David Sheff first met Yoko Ono in 1980 when Playboy commissioned him, then aged 24, to interview her and John Lennon. She asked him to send her his astrological and numerological charts before summoning him to the Dakota, where she and John occupied six apartments. (Elton John, a friend of theirs, wrote an excellent spoof: ‘Imagine six apartments/ It isn’t hard to do./ One is full of fur coats/ Another’s full of shoes.’)
Yoko told him that his charts were good – ‘these are strong numbers’ – and that he would get on well with John. So they fixed a time to meet the next day. The interview lasted three weeks, during which Sheff went everywhere with the Lennons and got to know them and baby Sean well. Then he wrote the article for Playboy, and his editor sent it to the Lennons on 7 December 1980. On 8 December John was shot.

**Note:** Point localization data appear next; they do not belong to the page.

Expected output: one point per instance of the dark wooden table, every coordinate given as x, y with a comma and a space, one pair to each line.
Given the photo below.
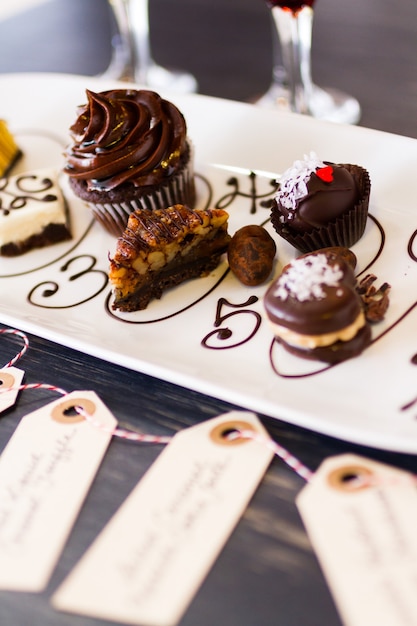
265, 575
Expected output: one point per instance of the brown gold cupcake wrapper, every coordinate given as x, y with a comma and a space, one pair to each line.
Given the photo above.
345, 231
179, 190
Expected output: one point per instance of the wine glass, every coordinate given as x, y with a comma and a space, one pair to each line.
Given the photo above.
292, 87
132, 58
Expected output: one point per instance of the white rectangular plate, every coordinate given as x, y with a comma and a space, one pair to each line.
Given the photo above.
211, 334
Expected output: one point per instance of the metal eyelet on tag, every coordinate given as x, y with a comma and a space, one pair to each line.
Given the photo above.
351, 478
65, 412
158, 547
46, 470
10, 379
219, 434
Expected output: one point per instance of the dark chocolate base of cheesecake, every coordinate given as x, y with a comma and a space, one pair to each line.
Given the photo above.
335, 353
158, 283
52, 233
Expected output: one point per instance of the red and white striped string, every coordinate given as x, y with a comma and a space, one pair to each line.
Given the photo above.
17, 333
138, 437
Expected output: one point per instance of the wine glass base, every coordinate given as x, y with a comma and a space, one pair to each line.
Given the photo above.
170, 80
325, 104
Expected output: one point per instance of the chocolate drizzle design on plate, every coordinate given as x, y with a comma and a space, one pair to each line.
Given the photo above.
27, 191
79, 275
253, 195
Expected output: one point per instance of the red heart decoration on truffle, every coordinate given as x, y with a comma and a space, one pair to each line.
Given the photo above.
325, 173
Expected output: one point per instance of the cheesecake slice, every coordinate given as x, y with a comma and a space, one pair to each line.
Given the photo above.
163, 248
33, 212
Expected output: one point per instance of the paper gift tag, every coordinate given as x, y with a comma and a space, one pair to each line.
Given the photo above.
361, 517
10, 378
46, 470
149, 561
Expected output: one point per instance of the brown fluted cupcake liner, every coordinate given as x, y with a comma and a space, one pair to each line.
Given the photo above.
113, 211
180, 189
345, 231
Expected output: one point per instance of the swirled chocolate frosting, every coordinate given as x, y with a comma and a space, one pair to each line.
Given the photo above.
125, 136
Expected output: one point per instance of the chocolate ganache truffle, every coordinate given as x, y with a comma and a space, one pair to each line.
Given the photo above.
321, 204
129, 151
315, 311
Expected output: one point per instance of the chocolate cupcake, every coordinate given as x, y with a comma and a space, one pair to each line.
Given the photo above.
130, 151
315, 311
321, 204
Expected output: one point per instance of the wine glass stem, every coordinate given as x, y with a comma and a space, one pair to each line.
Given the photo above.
294, 32
132, 17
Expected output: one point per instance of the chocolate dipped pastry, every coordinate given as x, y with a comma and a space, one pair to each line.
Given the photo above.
315, 311
321, 204
163, 248
129, 151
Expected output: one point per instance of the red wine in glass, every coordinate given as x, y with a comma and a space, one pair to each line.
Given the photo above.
291, 5
292, 87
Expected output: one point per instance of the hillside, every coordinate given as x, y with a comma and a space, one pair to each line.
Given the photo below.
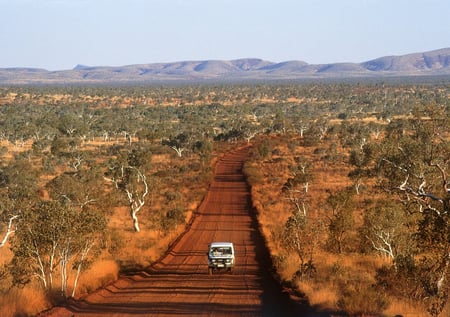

Sheff was one of the first people to visit Yoko at the Dakota after the assassination. She was in bed – ‘I’d never seen grief like that’ – but could still hear the ‘dirge’ from all the fans singing ‘Imagine’ day and night in Central Park. The building was crawling with bodyguards – Yoko spent more than $1 million on security that first year – and Sean had to go to school under escort. Once, he remembers, he was carried in a bag.
Sheff endeared himself to Yoko by taking her artistic career seriously, as John did, and devotes many (quite boring) chapters to her work. She was already well known in New York avant-garde circles before she mounted the show at the Indica Gallery in London, where she met John in 1966.